Prima di rimettersi in marcia, interrogarono a lungo Walter, l’unico fra tutti loro che fosse mai penetrato in profondità nel territorio titanico: ma alla fine scoprirono che anche lui ne sapeva ben poco. Aveva visto quel nuovo cunicolo solo dall’ingresso della dispensa, riconosceva il mobile più vicino, e nient’altro. Eric, in qualità di Occhio e di avanguardia sentì aumentare le proprie responsabilità, e anche la paura. Adesso cominciava la parte più difficile, irta di incognite e di pericoli. Meno male che, per il momento, non c’erano Titanici in vista.

Dopo essersene assicurato ben bene sbirciando al di là dell’arcata d’ingresso, col cuore che gli batteva all’impazzata, Eric avanzò di qualche passo. Si sentiva terribilmente solo e vulnerabile.

Tuttavia si fece forza e continuò a procedere rasente il muro. Un passo, un altro, un altro ancora… Non troppo lentamente, ma nemmeno di corsa. Gli pareva di essere ritornato indietro di qualche giorno, quando si era avventurato per la prima volta in territorio titanico. Si voltò indietro, a guardare Walter che lo seguiva alla distanza di trenta passi, e questi a sua volta segnalò ad Arthur.
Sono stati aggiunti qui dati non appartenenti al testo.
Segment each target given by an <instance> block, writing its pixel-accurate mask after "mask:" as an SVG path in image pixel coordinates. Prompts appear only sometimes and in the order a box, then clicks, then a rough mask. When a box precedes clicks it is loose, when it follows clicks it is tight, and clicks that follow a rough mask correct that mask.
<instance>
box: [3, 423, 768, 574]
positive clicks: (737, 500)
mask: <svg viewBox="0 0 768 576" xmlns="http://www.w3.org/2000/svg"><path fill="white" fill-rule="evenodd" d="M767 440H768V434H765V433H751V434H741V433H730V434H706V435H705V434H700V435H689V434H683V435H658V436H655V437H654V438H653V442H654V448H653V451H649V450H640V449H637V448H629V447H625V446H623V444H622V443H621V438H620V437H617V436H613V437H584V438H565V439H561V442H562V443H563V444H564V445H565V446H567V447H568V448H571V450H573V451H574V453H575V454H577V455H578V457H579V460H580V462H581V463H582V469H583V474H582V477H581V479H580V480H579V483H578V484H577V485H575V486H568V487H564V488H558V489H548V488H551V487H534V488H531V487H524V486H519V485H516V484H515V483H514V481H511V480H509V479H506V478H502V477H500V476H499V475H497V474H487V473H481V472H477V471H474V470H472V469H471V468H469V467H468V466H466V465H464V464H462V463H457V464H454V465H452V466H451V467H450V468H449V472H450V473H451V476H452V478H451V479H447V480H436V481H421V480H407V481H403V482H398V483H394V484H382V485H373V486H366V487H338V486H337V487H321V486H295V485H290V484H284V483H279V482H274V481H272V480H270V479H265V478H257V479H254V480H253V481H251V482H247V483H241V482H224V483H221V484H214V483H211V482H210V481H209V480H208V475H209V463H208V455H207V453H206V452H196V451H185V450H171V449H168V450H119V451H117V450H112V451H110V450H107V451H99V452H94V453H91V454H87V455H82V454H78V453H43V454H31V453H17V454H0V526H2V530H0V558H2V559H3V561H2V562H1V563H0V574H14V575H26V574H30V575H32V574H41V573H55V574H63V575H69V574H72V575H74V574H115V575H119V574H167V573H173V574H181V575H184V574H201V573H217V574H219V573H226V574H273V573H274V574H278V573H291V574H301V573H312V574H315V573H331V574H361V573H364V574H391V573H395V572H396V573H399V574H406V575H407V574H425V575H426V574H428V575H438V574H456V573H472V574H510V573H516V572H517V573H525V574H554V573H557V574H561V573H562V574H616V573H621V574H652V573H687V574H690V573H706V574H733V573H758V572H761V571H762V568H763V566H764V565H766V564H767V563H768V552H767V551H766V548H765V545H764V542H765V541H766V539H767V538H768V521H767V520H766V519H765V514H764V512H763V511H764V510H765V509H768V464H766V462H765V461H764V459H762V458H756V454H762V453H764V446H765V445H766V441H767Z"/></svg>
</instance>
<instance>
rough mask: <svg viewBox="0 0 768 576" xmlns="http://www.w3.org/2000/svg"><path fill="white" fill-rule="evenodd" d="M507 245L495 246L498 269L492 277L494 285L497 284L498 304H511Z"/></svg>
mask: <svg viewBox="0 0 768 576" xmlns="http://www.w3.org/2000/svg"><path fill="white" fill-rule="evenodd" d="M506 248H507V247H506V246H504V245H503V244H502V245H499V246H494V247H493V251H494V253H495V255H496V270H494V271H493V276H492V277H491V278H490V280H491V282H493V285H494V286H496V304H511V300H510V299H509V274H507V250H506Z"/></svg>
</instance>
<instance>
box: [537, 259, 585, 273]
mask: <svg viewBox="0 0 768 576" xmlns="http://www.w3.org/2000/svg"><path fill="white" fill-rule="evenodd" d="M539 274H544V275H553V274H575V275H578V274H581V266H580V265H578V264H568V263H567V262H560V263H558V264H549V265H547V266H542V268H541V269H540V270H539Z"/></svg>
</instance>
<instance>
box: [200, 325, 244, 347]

Il nuovo cunicolo in cui si stavano addentrando era, se possibile, ancora più ampio del primo, e tutto intersecato di aste metalliche che s’incrociavano a intervalli regolari. Dalla retroguardia, segnalarono a Eric di staccarsi dal muro e di avanzare verso la prima sbarra. Per un attimo, Eric si sentì perduto: finora aveva sempre camminato rasentando i muri, e avanzare per primo, da solo, allo scoperto, in quella vastità immensa, gli pareva superiore alle sue forze. Tuttavia si disse che un guerriero non doveva mai dimostrare debolezza, soprattutto davanti agli Stranieri. Si staccò dal muro e avanzò di un passo: gli pareva di avere i piedi di piombo, ma con coraggio e determinazione continuò ad andare avanti.